BACK TO ALL POSTS

DataHub Community Updates: The Feb’23 Low-Down

Metadata Management

Open Source

Data Engineering

Project Updates

Data

Maggie Hays

Mar 7, 2023

Metadata Management

Open Source

Data Engineering

Project Updates

Data

Hello, DataHub Enthusiasts!

It’s March already (how?!), which means it’s time to share what the DataHub Community has been up to in February.

There’s a LOT that the fantastic Community has done to make DataHub better, easier to use, and all-around amazing.

Let’s get right to it.

Growing Strong: DataHub Community Updates

Our Slack Community now has 6400+ outstanding members, with over 400 folks joining us in February. We continue to have nearly 1,000 active users every week, and our emoji game is still going strong (up 200+ from last month! :D)

DataHub Community Snapshot - February 2023

If you’re new on your DataHub journey, remember to join our Slack ! The Community is incredibly supportive, kind, and eager to help 😊

Upcoming Events in March

DataHub<>BigQuery Workshop

For those just getting with DataHub, we’re hosting an interactive session on BigQuery ingestion. We have limited seats, and it’s happening this Thursday, so remember to RSVP here.

Workshop: Getting started with DataHub BigQuery Ingestion

Meet us at Data Council in Austin, March 28–30

The Core DataHub Team is stoked to head to Austin this month for Data Council. We’re packing a ton of content into these three days. Mark your calendar for the following:

Lastly, Acryl Data, and Astronomer are excited to invite you to an evening of tacos, beverages, and fun during Data Council. Join us at Lazarus Brewing on Wednesday, March 29th, at 5:30 pm for a night filled with networking opportunities, delicious food, and great company.

RSVP here, and we will send Uber codes to all attendees for transportation to the event.

Pssst: If you still need to sign up for Data Council, use the code DataHub20 to get 20% off your ticket.

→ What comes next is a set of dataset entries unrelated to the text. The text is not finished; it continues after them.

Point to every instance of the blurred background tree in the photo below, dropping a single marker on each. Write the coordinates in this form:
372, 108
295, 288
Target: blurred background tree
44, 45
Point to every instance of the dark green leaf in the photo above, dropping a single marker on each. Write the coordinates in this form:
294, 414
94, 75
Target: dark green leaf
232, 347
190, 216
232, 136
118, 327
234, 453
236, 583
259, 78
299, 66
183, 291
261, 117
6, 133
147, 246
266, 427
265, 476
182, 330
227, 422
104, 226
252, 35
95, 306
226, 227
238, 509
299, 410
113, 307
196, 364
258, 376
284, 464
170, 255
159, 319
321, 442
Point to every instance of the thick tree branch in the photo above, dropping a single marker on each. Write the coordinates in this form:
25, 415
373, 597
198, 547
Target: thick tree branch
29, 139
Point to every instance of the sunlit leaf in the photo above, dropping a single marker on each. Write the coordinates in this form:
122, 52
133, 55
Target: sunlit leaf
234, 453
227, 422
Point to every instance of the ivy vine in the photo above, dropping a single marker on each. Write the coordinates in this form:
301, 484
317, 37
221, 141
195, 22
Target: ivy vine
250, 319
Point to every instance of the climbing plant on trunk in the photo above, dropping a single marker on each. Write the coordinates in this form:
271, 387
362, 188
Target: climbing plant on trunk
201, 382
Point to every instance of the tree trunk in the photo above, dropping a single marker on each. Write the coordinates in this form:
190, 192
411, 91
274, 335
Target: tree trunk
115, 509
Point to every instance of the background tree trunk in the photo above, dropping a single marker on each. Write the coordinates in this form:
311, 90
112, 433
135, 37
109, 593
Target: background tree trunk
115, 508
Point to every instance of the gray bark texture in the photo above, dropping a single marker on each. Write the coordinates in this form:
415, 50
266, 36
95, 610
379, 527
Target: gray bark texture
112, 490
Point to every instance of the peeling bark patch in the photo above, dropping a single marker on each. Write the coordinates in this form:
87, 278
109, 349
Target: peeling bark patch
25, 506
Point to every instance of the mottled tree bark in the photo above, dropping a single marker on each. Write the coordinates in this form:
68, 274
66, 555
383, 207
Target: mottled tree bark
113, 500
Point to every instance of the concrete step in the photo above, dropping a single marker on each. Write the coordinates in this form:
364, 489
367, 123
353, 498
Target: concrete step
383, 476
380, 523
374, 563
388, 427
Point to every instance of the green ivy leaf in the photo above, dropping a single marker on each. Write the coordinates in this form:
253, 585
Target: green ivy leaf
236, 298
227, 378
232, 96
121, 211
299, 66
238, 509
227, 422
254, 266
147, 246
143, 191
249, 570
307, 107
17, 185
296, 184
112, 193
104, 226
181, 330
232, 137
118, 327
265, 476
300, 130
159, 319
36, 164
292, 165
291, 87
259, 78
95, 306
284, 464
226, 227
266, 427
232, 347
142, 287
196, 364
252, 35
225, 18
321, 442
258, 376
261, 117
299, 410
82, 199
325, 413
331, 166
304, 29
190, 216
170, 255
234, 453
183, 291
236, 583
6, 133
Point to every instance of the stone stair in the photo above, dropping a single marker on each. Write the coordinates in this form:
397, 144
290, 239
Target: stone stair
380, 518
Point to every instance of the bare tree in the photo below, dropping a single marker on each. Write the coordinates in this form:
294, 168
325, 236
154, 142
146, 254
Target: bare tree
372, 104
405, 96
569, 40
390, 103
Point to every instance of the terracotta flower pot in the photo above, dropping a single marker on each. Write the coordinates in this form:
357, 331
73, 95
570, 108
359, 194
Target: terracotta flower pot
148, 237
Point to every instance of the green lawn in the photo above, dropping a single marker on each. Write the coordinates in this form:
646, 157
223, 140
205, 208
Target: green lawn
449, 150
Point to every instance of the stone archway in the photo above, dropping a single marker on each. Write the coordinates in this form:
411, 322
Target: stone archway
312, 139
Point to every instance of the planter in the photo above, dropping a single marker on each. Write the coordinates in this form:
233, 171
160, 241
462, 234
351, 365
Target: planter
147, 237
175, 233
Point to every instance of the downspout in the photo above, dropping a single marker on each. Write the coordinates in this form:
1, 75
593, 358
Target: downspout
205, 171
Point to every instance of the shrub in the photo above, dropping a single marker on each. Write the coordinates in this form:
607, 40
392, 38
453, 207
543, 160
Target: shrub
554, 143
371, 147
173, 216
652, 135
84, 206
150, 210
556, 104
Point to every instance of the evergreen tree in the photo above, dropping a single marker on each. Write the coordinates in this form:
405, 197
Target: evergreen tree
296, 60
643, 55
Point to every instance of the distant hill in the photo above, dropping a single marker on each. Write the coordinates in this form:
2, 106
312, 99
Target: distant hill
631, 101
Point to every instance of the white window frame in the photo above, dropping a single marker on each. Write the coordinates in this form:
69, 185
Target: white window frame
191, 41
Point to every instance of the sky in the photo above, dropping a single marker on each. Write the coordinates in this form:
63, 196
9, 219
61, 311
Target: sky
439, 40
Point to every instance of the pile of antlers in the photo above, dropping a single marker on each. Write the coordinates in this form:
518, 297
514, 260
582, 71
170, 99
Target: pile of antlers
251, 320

Community Case Study: Hurb’s Journey with DataHub

We heard from Patrick Braz & the Hurb Team during February Town Hall about their DataHub adoption journey. Patrick shared how they use DataHub for easier discovery, security, and better decision-making — with fast-growing assets, new solutions, and growing complexity.

Check it out here:

DataHub + Herb = Data Hurb?

What’s Happening: Roadmap Updates

We launched v0.10.0 in early February, a massive release for us with many additions and improvements. Here’s a quick snapshot of what we shipped:

Project Updates: v0.10.0 Highlights

I’m most excited about

  1. Time-aware lineage, which is SUCH a great addition to an already amazing feature.
  2. Schema coverage: We’ve added support for JSON schema in this release, and we’ll continue to improve our coverage of all kinds of schemas in the ecosystem.

On the roadmap front, here’s how we’re doing. Things are in motion, and I can’t wait to see how they land :)

Progress toward our Q1'23 Roadmap as of Feb’23

Product Updates: Improving and Simplifying DataHub
Improvements to DataHub Search

We’ve improved DataHub’s search experience to implement a scrolling search. We moved on from using an elastic search API approach that prevented you from searching past 10,000 search results. A bonus is that this also fixes our long-standing CSV download issue for large search results.

This update makes our Search feature so much more effective, intuitive, and valuable, especially when searching across lineage — where there’s much more complexity within the metadata graph.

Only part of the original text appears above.